Medida diplomática foi adotada depois de críticas do presidente argentino ao Supremo Tribunal Federal durante convenção partidária em São Paulo.
O governo brasileiro decidiu adotar uma resposta diplomática às declarações do presidente da Argentina, Javier Milei, contra integrantes do Supremo Tribunal Federal (STF). Neste domingo (26), o Ministério das Relações Exteriores (Itamaraty) convocou o embaixador do Brasil na Argentina, Julio Bitelli, para consultas em Brasília.
No meio diplomático, a convocação de um embaixador que está em missão no exterior é considerada um gesto de insatisfação do governo diante de fatos que possam comprometer a relação entre os países. A iniciativa tem como objetivo avaliar a situação diretamente com o representante brasileiro e definir os próximos passos da política externa.
Embora Bitelli já tenha retornado ao Brasil em outra ocasião para tratar das relações bilaterais, fontes da diplomacia apontam que a decisão tomada agora demonstra um endurecimento da posição brasileira após os acontecimentos do fim de semana.
A reação do governo ocorreu após Javier Milei participar da convenção nacional do Partido Liberal (PL), em São Paulo, que oficializou a candidatura de Flávio Bolsonaro à Presidência da República.
Durante o discurso, o presidente argentino criticou decisões do Supremo Tribunal Federal, fez ataques ao ministro Alexandre de Moraes — a quem se referiu com palavras ofensivas — e afirmou que foi impedido de visitar o ex-presidente Jair Bolsonaro.

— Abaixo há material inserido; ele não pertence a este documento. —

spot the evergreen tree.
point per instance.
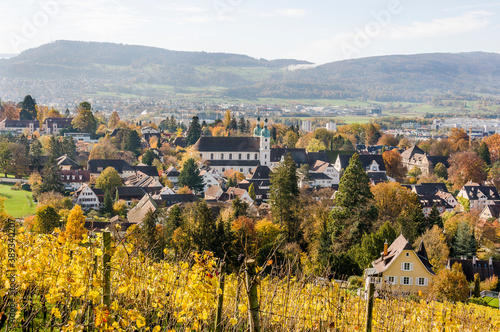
(434, 218)
(151, 236)
(194, 132)
(51, 179)
(251, 191)
(28, 110)
(148, 157)
(190, 176)
(242, 125)
(355, 209)
(46, 219)
(283, 194)
(464, 242)
(35, 153)
(108, 203)
(484, 153)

Milei também comparou a situação de Bolsonaro à do presidente Luiz Inácio Lula da Silva, citando visitas internacionais recebidas por Lula durante o período em que esteve preso e classificando a prisão do ex-presidente brasileiro como uma injustiça.
Poucas horas após as declarações, o presidente do STF, ministro Edson Fachin, divulgou uma nota oficial repudiando o pronunciamento do chefe de Estado argentino.
Segundo Fachin, as manifestações representam um desrespeito a um integrante da mais alta Corte do país e foram feitas em território brasileiro. O ministro ressaltou ainda que as decisões do Supremo são fundamentadas na Constituição e na legislação nacional.
Na nota, o presidente do STF também afirmou que a Corte lamenta declarações incompatíveis com a civilidade esperada nas relações entre Estados soberanos e reiterou a independência do Poder Judiciário brasileiro.